Se o CIO e o CISO estão conversando, não há surpresas, diz ele. “Descobri que, quando fazemos isso, trabalhamos muito bem juntos”.
Baybeck concorda que cultivar relacionamentos e construir parcerias é fundamental. “Um CISO deve se esforçar para ser considerado um consultor confiável para o CIO, a ponto de antecipar suas necessidades e informá-los de problemas ou oportunidades que eles podem nem estar pensando em relação aos riscos de segurança”.
Todos os CIOs e CISOs concordam que o respeito mútuo talvez seja o ingrediente mais importante no relacionamento.
“Desde o início, deve haver compreensão mútua de … o que estamos tentando alcançar e manter diariamente”, diz Russell Kaurloto, CIO da Clemson University. “Essa é a chave. A segunda coisa é construir uma relação estreita de respeito mútuo. Você nem sempre chegará ao mesmo resultado e nem sempre estará em uníssono. Mas, com respeito mútuo, você encontrará esse terreno comum”.
Também é preciso haver total transparência, acrescenta. “Se descobrir que você não está fazendo o mesmo, não será capaz de ganhar o respeito e a compreensão de seu CISO. Seu CISO faz parte do seu sucesso geral.
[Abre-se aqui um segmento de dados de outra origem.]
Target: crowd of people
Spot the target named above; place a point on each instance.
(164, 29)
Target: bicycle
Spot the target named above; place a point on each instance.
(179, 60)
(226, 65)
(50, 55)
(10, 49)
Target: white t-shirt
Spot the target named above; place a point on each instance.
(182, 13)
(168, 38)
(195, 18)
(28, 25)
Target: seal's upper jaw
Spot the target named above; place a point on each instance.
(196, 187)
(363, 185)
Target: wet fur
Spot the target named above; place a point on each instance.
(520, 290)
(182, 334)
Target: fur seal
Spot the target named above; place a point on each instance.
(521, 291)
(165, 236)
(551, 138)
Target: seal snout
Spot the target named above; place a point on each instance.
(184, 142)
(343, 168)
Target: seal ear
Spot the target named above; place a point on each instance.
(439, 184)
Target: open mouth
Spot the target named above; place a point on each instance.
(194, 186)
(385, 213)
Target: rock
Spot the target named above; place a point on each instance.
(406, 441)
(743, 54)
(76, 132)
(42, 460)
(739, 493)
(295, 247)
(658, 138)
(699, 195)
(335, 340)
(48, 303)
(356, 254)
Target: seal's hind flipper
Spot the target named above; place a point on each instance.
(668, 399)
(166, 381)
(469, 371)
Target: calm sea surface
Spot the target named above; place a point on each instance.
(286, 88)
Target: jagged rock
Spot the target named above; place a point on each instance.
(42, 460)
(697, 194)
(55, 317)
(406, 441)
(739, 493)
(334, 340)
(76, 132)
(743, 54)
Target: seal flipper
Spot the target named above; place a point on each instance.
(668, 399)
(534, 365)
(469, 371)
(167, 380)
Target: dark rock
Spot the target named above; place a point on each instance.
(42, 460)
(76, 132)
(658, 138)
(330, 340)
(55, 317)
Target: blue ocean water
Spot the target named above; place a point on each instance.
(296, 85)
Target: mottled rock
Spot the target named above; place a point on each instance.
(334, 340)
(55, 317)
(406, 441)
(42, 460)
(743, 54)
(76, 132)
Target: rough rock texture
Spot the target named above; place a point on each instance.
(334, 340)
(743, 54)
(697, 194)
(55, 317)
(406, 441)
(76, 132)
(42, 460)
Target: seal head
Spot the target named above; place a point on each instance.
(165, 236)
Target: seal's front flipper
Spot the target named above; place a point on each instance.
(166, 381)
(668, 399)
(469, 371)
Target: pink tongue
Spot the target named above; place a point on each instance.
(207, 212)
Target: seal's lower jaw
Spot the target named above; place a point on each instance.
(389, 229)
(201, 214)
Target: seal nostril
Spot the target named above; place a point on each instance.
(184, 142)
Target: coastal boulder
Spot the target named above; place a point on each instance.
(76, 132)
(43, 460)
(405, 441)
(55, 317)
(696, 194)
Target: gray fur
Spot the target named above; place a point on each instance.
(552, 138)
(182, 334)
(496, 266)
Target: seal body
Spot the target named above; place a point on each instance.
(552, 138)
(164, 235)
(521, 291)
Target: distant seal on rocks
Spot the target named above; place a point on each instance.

Se você não tem um bom relacionamento e verdadeira transparência, você sempre terá atrito”.
Scyphers da Markel diz que ele e Titus se concentram em resultados de negócios em vez de um problema de segurança ou TI. “Nós dois trazemos nossas disciplinas para apoiar isso. Ela é a profissional consumada… Eu encorajo essa confiança a estar presente. É fundamental”.
Por sua vez, Titus diz que é importante desafiar uns aos outros, “e quando você sai, você tem uma frente combinada. Você resolve seus problemas a portas fechadas”.
“É importante focar na parceria” e ambos os lados podem precisar fazer concessões para chegar a esse objetivo comum, diz ela.
“Podemos nos desviar um pouco sobre como chegaremos lá”, diz Titus, “mas no final do dia, vamos cruzar a linha de chegada juntos”.
Como em qualquer bom casamento.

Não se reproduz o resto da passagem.